How to insert Markush and patent number into JChem Tables

User c1ce6b3d19

11-12-2010 12:57:08

A User would like to insert Markush structures and patent numbers from .vmn (Markush DARC format) file.




There are a large number of .vmn files each holding a markush
structure.  These molecules need to be added to a database table and an
additional table column (e.g. "patent_no") added to hold the patent
number.  Most likely you want to use the JChem API.  There may be a few
ways to do this and using the UpdateHandler class is a good way. 



The example uses the following classes: ConnectionHandler, Structure Table Options, and Update Handler.


 



  1. ConnectionHandler is used to open a connection to the database.  Connection information and examples can be found here.

  2. StructureTableOptions is used to set the options for a new markush table.

  3. UpdateHandler is used to create a new table, and add a new markush structure and insert the patent number into an additional column.
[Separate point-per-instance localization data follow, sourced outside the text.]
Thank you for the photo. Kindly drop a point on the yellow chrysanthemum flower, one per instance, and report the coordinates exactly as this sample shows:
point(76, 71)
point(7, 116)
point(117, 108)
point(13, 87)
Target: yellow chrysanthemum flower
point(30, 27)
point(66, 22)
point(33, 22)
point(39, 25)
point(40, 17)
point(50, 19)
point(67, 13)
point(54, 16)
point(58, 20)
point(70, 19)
    //  Database table name to be created
String markushTableName = "myMarkushLibrary";
    // Additional column to be created
 String patentNumberColumn = "patent_no";

...
//Open a connection to your database

    ConnectionHandler conh = new ConnectionHandler();
conh.setDriver("oracle.jdbc.driver.OracleDriver");
conh.setUrl("jdbc:oracle:thin:@inhale:1521:demodb");
conh.setLoginName("INTERNAL");
conh.setPassword("oracle");
conh.connect();


//Create a new Markush Library table if one does not exist.
StructureTableOptions sto = new StructureTableOptions();
sto.name = markushTableName;
 sto.tableType = StructureTableOptions. TABLE_TYPE_MARKUSH_LIBRARIES;

UpdateHandler uhCreate = new UpdateHandler();
try{
uhCreate.createStructureTable(conh, sto);
} finally {
uhCreate.close();
}

//Read in from a vmn file. This section may need to be repeated inside a for loop to read all vmn files.
String filename = //the file name
String patentNumber = // the patent number parsed from the file name.
byte[] vmnBinary = //the binary structure data read from the file.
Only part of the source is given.